Pemkot Serang Pertemukan Pengusaha Ternak dengan Masyarakat

 

SERANG, (B1) – Pemerintah Kota (Pemkot) Serang memanggil 11 perusahaan ternak ayam yang ada di dua Kecamatan, yakni Kecamatan Curug dan Walantaka, kemarin.

Hal tersebut dilakukan, atas adanya aduan dari masyarakat yang merasa terganggu dengan keberadaan ternak ayam di lingkungan tersebut.

Selain mengumpulkan para pengusaha ternak ayam, rencananya hari ini Pemkot Serang juga akan memanggil dan mempertemukan pengusaha ternak ayam dan masyarakat di Pemkot Serang.

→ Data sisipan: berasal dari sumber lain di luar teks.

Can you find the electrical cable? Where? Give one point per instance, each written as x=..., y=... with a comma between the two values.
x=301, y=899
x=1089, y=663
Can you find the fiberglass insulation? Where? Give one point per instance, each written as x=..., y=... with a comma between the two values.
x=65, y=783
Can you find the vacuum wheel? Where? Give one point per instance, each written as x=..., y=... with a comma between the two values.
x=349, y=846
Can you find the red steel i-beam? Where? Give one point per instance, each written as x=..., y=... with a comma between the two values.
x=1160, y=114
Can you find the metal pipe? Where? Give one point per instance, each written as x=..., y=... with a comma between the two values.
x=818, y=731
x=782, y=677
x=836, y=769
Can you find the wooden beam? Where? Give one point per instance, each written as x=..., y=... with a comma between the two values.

“Saya panggil pengusaha ini bukan berarti Pemkot Serang pro. Tapi untuk mencari jalan tengah. Besok (hari ini), saya akan pertemukan antara pengusaha dan masyarakatnya, agar masalah ini terselesaikan,” kata Walikota Serang, usai melakukan pemanggilan sejumlah pengusaha ternak ayam di Kecamatan Curug dan Walantaka.

Terpisah, Sekretaris Daerah (Sekda) Kota Serang, Tb Urip Henus menyampaikan, sesuai dengan perkataan Walikota, Pemkot Serang akan mengambil jalan tengah terkait permasalahan tersebut.

“Ini ada tuntutan masyarakat yang ingin menutup kandang ayam, yang dianggap ada salah satu oknum pengusaha, tidak memberikan kontribusi kepada masyarakat. Setelah dikumpulkan, ternyata mereka mengaku sudah berkontribusi kepada masyarakat. Maka ada pertanyaan, masyarakat yang mana pak?,” kata Urip.

Sedangkan untuk aturannya, lanjut Urip, berdasarkan perubahan RTRW, dijelaskan bahwa keberadaan ternak ayam di Kota Serang hanya sampai 2020 ini saja.

“Kalau perubahannya disepakati, dan terbit peraturan baru, harus tutup tahun ini. Berarti hanya nunggu bulan saja,” jelasnya.

Sedangkan, sambungnya, untuk keinginan pengusaha ternak sendiri berharap masih diberi kesempatan hingga tahun 2030.

“Tinggal menunggu kebijakan dari Pemkot Serang. Pengusaha inginya sampai tahun 2030,” tutupnya. (Baehaqi).